For decades, statins have been the gold-standard, first-line treatment for high cholesterol [1.2.1]. However, a significant portion of patients experience statin intolerance, most commonly characterized by muscle aches and pains, preventing them from taking these crucial medications [1.2.1, 1.2.2]. A 2022 meta-analysis reported the prevalence of statin intolerance at 9.1% [1.6.2]. This has driven the development of new classes of non-statin therapies that offer effective alternatives for lowering low-density lipoprotein (LDL) cholesterol, often called "bad cholesterol."
Understanding Statin Intolerance
Statins work by blocking HMG-CoA reductase, an enzyme the liver uses to produce cholesterol [1.3.5]. While highly effective, this mechanism can sometimes lead to side effects. The most common is muscle pain (myalgia), which can be debilitating for some individuals [1.2.2]. Statin intolerance is medically defined as the inability to tolerate at least two different statins due to adverse effects [1.6.4]. For the 5-30% of patients who report intolerance, finding an alternative is essential for managing cardiovascular risk [1.6.3].
The Rise of New Statin Alternatives
Fortunately, the landscape of cholesterol management is expanding. Several new drugs, working through different mechanisms, have been approved and proven effective.

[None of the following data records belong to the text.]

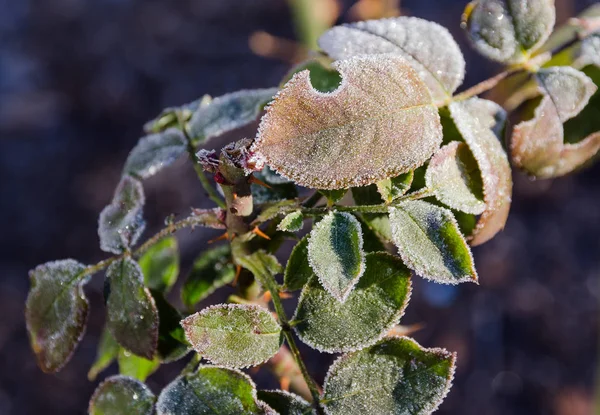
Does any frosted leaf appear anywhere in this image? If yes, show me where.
[449,98,512,246]
[463,0,556,63]
[123,128,187,179]
[25,259,89,373]
[156,366,269,415]
[511,66,600,178]
[181,245,235,309]
[98,176,146,254]
[390,200,477,284]
[294,252,411,353]
[377,171,414,203]
[425,141,485,215]
[181,304,283,367]
[323,337,456,415]
[251,55,442,190]
[188,88,277,142]
[258,390,313,415]
[88,376,156,415]
[307,212,365,302]
[105,257,158,359]
[277,210,304,232]
[139,236,179,291]
[319,17,465,100]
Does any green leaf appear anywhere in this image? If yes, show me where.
[139,236,179,292]
[88,376,155,415]
[319,17,465,100]
[390,200,477,284]
[105,257,158,359]
[98,176,146,254]
[181,245,235,309]
[463,0,556,63]
[251,55,442,190]
[308,212,365,302]
[181,304,283,367]
[323,337,456,415]
[188,88,277,143]
[123,128,187,179]
[425,141,485,215]
[156,366,267,415]
[294,252,411,353]
[25,259,89,373]
[258,390,313,415]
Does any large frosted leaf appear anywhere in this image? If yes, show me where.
[463,0,556,63]
[449,98,512,245]
[88,376,155,415]
[390,200,477,284]
[319,17,465,100]
[181,245,235,308]
[323,337,456,415]
[294,252,411,353]
[123,128,187,179]
[425,141,485,215]
[188,88,277,142]
[25,259,88,373]
[156,366,267,415]
[181,304,283,367]
[511,66,600,178]
[98,176,146,254]
[252,55,442,190]
[105,257,158,359]
[307,212,365,302]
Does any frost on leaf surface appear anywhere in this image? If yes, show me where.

The primary new alternatives include bempedoic acid, PCSK9 inhibitors, and inclisiran [1.2.4].
Bempedoic Acid (Nexletol)
Bempedoic acid is an oral medication that represents a significant advancement for statin-intolerant patients [1.2.5].
- Mechanism of Action: It works by inhibiting adenosine triphosphate-citrate lyase (ACLY), an enzyme in the cholesterol synthesis pathway that is upstream of the statin target [1.3.1, 1.3.5]. A key feature is that bempedoic acid is a prodrug activated by an enzyme found in the liver but not in skeletal muscle, which is why it has a much lower risk of causing muscle-related side effects [1.3.2, 1.3.3].
- Effectiveness: As a monotherapy, bempedoic acid can lower LDL cholesterol by about 17% to 28% [1.2.4]. When combined with another non-statin drug, ezetimibe, it can reduce LDL cholesterol by up to 38% [1.3.5]. A major 2023 study confirmed it reduces the risk of major cardiovascular events like heart attacks and strokes by 13% in statin-intolerant patients [1.2.1].
- Who It's For: It is FDA-approved for adults with established atherosclerotic cardiovascular disease or heterozygous familial hypercholesterolemia (HeFH) who require additional LDL lowering [1.3.5]. It's a primary choice for those with confirmed statin intolerance [1.2.2].
- Side Effects: The most common side effects include hyperuricemia (which can lead to gout), anemia, and pain in the limbs [1.3.1]. Tendon rupture has been reported as a less common but serious side effect [1.3.1].
PCSK9 Inhibitors (Repatha & Praluent)
Proprotein convertase subtilisin/kexin type 9 (PCSK9) inhibitors are a powerful class of injectable biologic drugs. The two main ones are evolocumab (Repatha) and alirocumab (Praluent) [1.2.4].
- Mechanism of Action: PCSK9 is a protein that degrades LDL receptors on the surface of liver cells. By blocking PCSK9, these inhibitors increase the number of available LDL receptors, allowing the liver to clear more LDL cholesterol from the blood [1.2.4, 1.10.3].
- Effectiveness: These drugs are highly effective, capable of lowering LDL cholesterol by 50% to 70%, even on top of statin therapy [1.2.4, 1.10.3]. Both Repatha and Praluent have been shown in large clinical trials to significantly reduce the risk of cardiovascular events [1.2.4].
- Who It's For: They are typically reserved for patients with genetic conditions causing very high cholesterol (like HeFH or HoFH) or those with established heart disease who cannot reach their LDL goals despite taking maximally tolerated statins and other therapies [1.5.3, 1.10.1].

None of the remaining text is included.